El papá de Herunga, que había resistido la invasión alemana, fue colgado de un árbol frente a todos los niños: para que aprendan. Su hijita tenía pesadillas donde él hacía movimientos espasmódicos hasta quedarse absolutamente quieto mirando el piso, agarrado con la soga desde el cuello. A veces soñaba que la miraba a ella.

El papá de Ina, Tederich, la llevaba a la iglesia luterana los domingos a la mañana. Solo escuchar el “Canon” de Pachelbel, tocado en el órgano centenario de la “kirche”, lo hacía quebrarse y soltar desde sus ojos celestes, los líquidos que produce el alma cuando sale a volar. Entonces, la acariciaba y le besaba la frente.

—Pachelbel fue el señor que hizo esta música y tocaba el órgano en este lugar –le decía a su hija mostrando el inmenso instrumento en la pared de la puerta de entrada.

—¿Acá mismo? –preguntó la niña, que no entendía que un instrumento vaya de pared a pared.

—Sí, tocaba acá y le enseñó a tocar a los hermanos Bach, que siempre los escuchamos –agregó el padre– parece que la música la hicieron los mismos ángeles...

Ese día la liturgia terminó un poco antes, porque el pastor que la conducía, no se sentía bien durante el sermón.
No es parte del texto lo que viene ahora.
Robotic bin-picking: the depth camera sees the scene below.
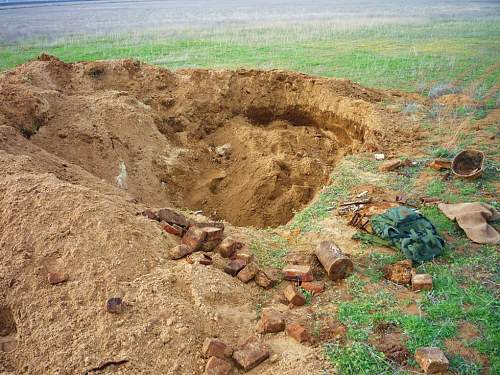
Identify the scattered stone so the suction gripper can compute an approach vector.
[200,227,224,242]
[199,254,214,266]
[158,208,189,228]
[428,159,451,171]
[181,227,207,252]
[217,237,243,258]
[233,336,269,371]
[283,264,313,281]
[106,297,123,314]
[168,244,193,259]
[300,281,325,295]
[257,308,285,333]
[162,222,184,237]
[384,259,411,285]
[202,337,231,359]
[283,252,314,266]
[224,259,247,276]
[314,241,354,281]
[286,323,311,342]
[255,270,276,289]
[205,357,233,375]
[411,273,432,291]
[415,347,450,374]
[232,248,255,263]
[200,239,221,252]
[238,262,259,283]
[142,209,159,221]
[47,272,69,285]
[283,284,306,306]
[378,159,403,172]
Ina volvía a su casa de la mano de su papá.

—¿Ves esa puerta, Ina? –decía el padre señalando una puerta con su torre que había perdido sus paredes laterales –antes se entraba al pueblo por ahí y estaba todo rodeado de murallas que protegían la ciudad.

—¿Y dónde están las murallas? –dijo la niña girando la cabeza para encontrarlas.

—Las tiraron abajo cuando el pueblo creció y ya molestaban...

—¿Eso le pasó al pueblo?

Mientras tanto, cortaban flores en el camino para llevarlas a su mamá que no había podido asistir a la iglesia.

Herunga caminaba agarrada de la mano de su mamá y de su hermano Tjipetekera, mientras él le decía que todo iba a estar bien. La caravana era enorme, delante iban los soldados con una bandera negra, blanca y roja, que era la bandera del Káiser Guillermo II. Herunga no sabía qué era eso. Solo sabía que su madre llevaba una cadena al cuello que antes no tenía y le caía leche de sus pechos para su hermanito. Herunga escuchaba gritos, golpes y disparos y el horrible ruido de las cadenas todo el tiempo. Tenía mucha sed.

—¡Mirá esa nube! –decía su hermano– parece un pájaro...

—A mí no me parece –contestaba la niña que no podía apartar su mirada del grillete que él tenía en el cuello y que era parecido al que llevaba su madre– ¿a dónde vamos? Quiero ir a casa.

—A conocer el mar –decía su hermano.

—No sé qué es eso –respondió Herunga.

Cuando se acercaban los soldados todos temblaban. Uno de los soldados se descompuso y fue burlado por los demás.

—Me quiero volver a Stuttgart. Dios no quiere esto para sus hijos–decía el hombre en alemán que, ni los hereros ni los namaquíes podrían entender.